Esperó un rato, sabiendo que no hay fuerza capaz de acallar una muchedumbre, que es necesario que exhale todo lo que tenga dentro y se calle por sí misma.

Cuando llegó este momento, el procurador levantó su mano derecha y el último murmullo cesó.

Entonces Pilatos aspiró todo el aire caliente que pudo, y gritó; su voz cortada voló por encima de miles de cabezas:

—¡En nombre del César Emperador!…

Varias veces le golpeó los oídos el grito agudo y repetido: en las cohortes, alzando las lanzas y los emblemas, gritaron los soldados con voces terribles:

—¡¡Viva el César!!

Pilatos levantó la cabeza hacia el sol. Bajo sus párpados se encendió un fuego verde que hizo arder su cerebro, y sobre la muchedumbre volaron las roncas palabras arameas:

— Los cuatro malhechores, detenidos en Jershalaím por crímenes, instigación al levantamiento, injurias a las leyes y a la religión, han sido condenados a una ejecución vergonzosa: ¡a ser colgados en postes! Esta ejecución se va a efectuar ahora en el monte Calvario. Los nombres de los delincuentes son: Dismás, Gestás, Bar-Rabbán y Ga-Nozri. ¡Aquí están!
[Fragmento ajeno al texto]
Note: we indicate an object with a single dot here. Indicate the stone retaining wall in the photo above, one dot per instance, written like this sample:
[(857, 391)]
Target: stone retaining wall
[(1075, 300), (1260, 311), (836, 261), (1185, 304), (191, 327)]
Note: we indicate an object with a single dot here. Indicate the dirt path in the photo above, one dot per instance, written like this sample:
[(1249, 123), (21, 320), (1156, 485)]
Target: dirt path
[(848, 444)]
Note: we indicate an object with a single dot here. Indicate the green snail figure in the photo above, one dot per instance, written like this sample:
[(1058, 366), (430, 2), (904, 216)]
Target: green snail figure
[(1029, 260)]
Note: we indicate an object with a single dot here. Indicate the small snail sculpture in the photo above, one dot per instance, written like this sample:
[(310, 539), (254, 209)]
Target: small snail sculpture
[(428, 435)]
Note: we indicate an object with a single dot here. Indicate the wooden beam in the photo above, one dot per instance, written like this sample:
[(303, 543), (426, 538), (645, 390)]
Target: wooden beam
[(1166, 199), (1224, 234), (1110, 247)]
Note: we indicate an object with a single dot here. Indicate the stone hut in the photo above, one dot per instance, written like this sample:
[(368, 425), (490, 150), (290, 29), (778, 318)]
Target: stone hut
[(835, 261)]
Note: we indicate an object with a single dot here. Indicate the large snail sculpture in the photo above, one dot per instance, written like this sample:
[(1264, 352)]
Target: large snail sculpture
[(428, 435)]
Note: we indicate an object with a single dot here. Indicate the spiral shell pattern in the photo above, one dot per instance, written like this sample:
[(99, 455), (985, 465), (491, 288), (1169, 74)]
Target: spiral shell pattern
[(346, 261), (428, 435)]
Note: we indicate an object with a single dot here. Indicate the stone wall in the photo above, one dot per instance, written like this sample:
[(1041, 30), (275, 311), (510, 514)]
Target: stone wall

Pilatos señaló con la mano, sin mirar a los delincuentes, pero sabiendo con certeza que estaban en su sitio.

La multitud respondió con un largo murmullo que parecía de sorpresa o de alivio. Cuando se apagó el murmullo, Pilatos prosiguió:

— Pero serán ejecutados nada más que tres, porque, según la ley y la costumbre, en honor ala Fiesta de Pascua, a uno de los condenados, elegido por el Pequeño Sanedrín y aprobado por el poder romano, ¡el magnánimo César Emperador le devuelve su despreciable vida!

Pilatos gritaba y al mismo tiempo advertía cómo el murmullo se convertía en un gran silencio.

Ni un suspiro, ni un ruido llegaba a sus oídos, y por un momento a Pilatos le pareció que todo lo que le rodeaba había desaparecido. La odiada ciudad había muerto, y él estaba solo, quemado por los rayos que caían de plano, con la cara levantada hacia el cielo. Pilatos mantuvo el silencio unos instantes y luego gritó:

— El nombre del que ahora va a ser liberado es… Hizo otra pausa antes de pronunciar el nombre, recordando si había dicho todo lo que quería, porque sabía que la ciudad muerta iba a re sucitar al oír el nombre del afortunado y después no escucharía ni una palabra más.